Illusion-confusion feat. pouvoir-résistance.
La dépossession rencontre la fiction rencontre la violence d’État rencontre la viande rencontre la chair.
La création comme manipulation.
Souriez comme si vous aimiez cela, dites bonjour aux invité·es.
Applaudissements ! Une salve d’applaudissements !
Tout ce que vous voyez est réel ».
En 2019, mon amie Ghyslaine Gau m’a prêté un livre intitulé Une Colère Noire de l’écrivain afro-américain Ta-Nehesi Coates. Dans cette lettre adressée à son fils, qui allait avoir quinze ans, Coates le met en garde contre les dangers d’être un adolescent afro-américain et bientôt un homme noir. Avec ce livre, il exprime sa crainte que son fils ne perde son corps. Ces trois derniers mots m’ont frappé par leur familiarité, ils charriaient quelque chose que je connaissais de chez moi – des mots qui avaient été métabolisés et transformés en transmission du vocabulaire de la peur, de la chorégraphie de la survie, de la nécessité de revérifier le monde qui m’entoure pour me tenir à l’écart du danger. C’est comme une grammaire que j’ai apprise très tôt et que je porte encore aujourd’hui dans mon corps, peut-être parce que le monde ne me laisse pas oublier qu’à tout moment, je peux être le prochain à perdre mon corps.
Il y a quelque temps, je suis allé vérifier mon acte de naissance et j’ai réalisé que la façon dont mon père m’a préservé de ces dangers, ou l’a tout du moins essayé, a été d’inscrire sur ce document de toute une vie que ma couleur de peau était bronzée (morena). Et je me suis souvenu qu’il y a quelques années j’avais vu une liste, constituée en 1976 dans le cadre d’une enquête gouvernementale, reprenant les termes utilisés par la population brésilienne pour définir ses différentes couleurs de peau. Sur cette liste, morena (bronzée) se trouve en 84e position sur 134 termes. La population brésilienne a toujours fait preuve d’une grande créativité pour nommer ce qu’il y a entre le noir et le blanc, s’inventant par cela un moyen pour éviter d’imprimer sur sa peau la possibilité de perdre son corps. Certains termes de cette liste n’apparaîtraient plus dans ce genre d’enquête aujourd’hui. Le racisme reste très présent au sein de la population brésilienne, mais elle n’en est pas moins très attentive à cette question et continue aujourd’hui encore à nommer sa couleur de peau ; la population Noire assumant pleinement depuis une vingtaine d’années sa place en tant qu’afro-descendante, quand bien même elle se définirait dans la liste comme numéro 32, ou 78, ou 111…

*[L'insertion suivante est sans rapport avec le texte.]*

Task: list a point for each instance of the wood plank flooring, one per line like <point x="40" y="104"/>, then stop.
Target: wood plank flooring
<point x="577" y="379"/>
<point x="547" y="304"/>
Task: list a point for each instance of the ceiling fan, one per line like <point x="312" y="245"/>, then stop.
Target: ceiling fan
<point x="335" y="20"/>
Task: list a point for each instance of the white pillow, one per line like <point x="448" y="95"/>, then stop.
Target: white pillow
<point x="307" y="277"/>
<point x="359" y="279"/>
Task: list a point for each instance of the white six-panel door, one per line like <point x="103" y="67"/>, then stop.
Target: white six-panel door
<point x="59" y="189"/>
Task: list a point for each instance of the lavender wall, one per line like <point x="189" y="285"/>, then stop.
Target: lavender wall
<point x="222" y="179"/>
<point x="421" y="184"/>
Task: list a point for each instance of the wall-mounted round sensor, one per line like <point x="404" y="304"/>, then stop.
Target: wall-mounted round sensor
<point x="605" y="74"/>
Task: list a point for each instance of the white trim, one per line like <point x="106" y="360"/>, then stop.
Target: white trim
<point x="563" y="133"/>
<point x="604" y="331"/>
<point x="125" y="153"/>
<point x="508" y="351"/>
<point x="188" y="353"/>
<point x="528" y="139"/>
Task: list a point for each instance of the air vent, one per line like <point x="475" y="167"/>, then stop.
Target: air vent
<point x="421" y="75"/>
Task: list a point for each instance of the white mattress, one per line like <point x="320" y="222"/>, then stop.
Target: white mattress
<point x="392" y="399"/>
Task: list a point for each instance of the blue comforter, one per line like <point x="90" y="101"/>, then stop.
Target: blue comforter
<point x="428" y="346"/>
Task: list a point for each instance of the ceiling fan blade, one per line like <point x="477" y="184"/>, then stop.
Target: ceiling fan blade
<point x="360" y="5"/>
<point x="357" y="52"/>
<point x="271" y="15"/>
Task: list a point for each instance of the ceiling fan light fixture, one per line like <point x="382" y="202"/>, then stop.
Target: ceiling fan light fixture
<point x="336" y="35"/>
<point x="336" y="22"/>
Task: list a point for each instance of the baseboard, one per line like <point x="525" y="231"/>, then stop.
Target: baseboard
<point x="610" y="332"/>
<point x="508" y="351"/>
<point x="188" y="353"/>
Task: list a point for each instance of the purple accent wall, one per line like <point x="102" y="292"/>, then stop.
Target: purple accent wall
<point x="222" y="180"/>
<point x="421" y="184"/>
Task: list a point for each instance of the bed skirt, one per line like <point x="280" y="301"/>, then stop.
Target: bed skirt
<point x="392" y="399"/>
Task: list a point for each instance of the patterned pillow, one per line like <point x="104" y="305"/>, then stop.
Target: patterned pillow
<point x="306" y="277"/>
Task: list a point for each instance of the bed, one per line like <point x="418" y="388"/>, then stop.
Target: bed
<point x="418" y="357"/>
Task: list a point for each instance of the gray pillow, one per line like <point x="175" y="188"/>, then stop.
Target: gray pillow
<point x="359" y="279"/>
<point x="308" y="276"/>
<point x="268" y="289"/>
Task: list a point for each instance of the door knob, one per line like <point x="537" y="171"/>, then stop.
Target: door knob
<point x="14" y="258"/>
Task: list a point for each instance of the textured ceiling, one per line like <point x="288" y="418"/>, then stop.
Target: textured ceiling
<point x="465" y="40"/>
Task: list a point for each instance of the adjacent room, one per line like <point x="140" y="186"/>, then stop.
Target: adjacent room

En 107e position, nous trouvons sur cette liste un mot qui englobe en quelque sorte cette variation entre le noir et le blanc : parda. Parda représente aujourd’hui la plus grande partie de la population brésilienne. La communauté Noire a décidé il y a longtemps d’inclure cette partie de la population et de la considérer comme noire. Parce qu’en tant que catégorie ethno-raciale, pardo est apparu dans la violence, parce que la beauté du mélange n’était pas précisément l’une des valeurs de la colonisation, parce que les théories du blanchiment racial étaient largement acceptées et ont même guidé la politique de l’État jusqu’au début du siècle dernier. Aujourd’hui encore, plus on s’éloigne de la couleur noire, plus on se rapproche des privilèges, et plus on s’éloigne du danger de perdre son corps.
Mais pardo est également un type de papier au Brésil. Ce qui me fait penser à l’artiste afro-brésilien Maxwell Alexandre, qui a créé en 2017 une série de peintures utilisant le papier pardo comme support, représentant des personnes noires dans des situations à la fois ordinaires et extraordinaires. La couleur de la peau noire, confondue avec celle du papier, revient comme une condition de résistance, comme une réaction : « pardo é papel! » [pardo = papier !]. Ce faisant, Maxwell rejoint l’initiative politique du mouvement Noir et nous propose un nouveau pouvoir, à nous, le peuple. Si dans les faits, nous ne l’avons pas, nous le rêvons et l’écrivons, le chantons, le dansons, le peignons – comme un appel à l’histoire : l’avenir inéluctable de la reconquête de nos corps.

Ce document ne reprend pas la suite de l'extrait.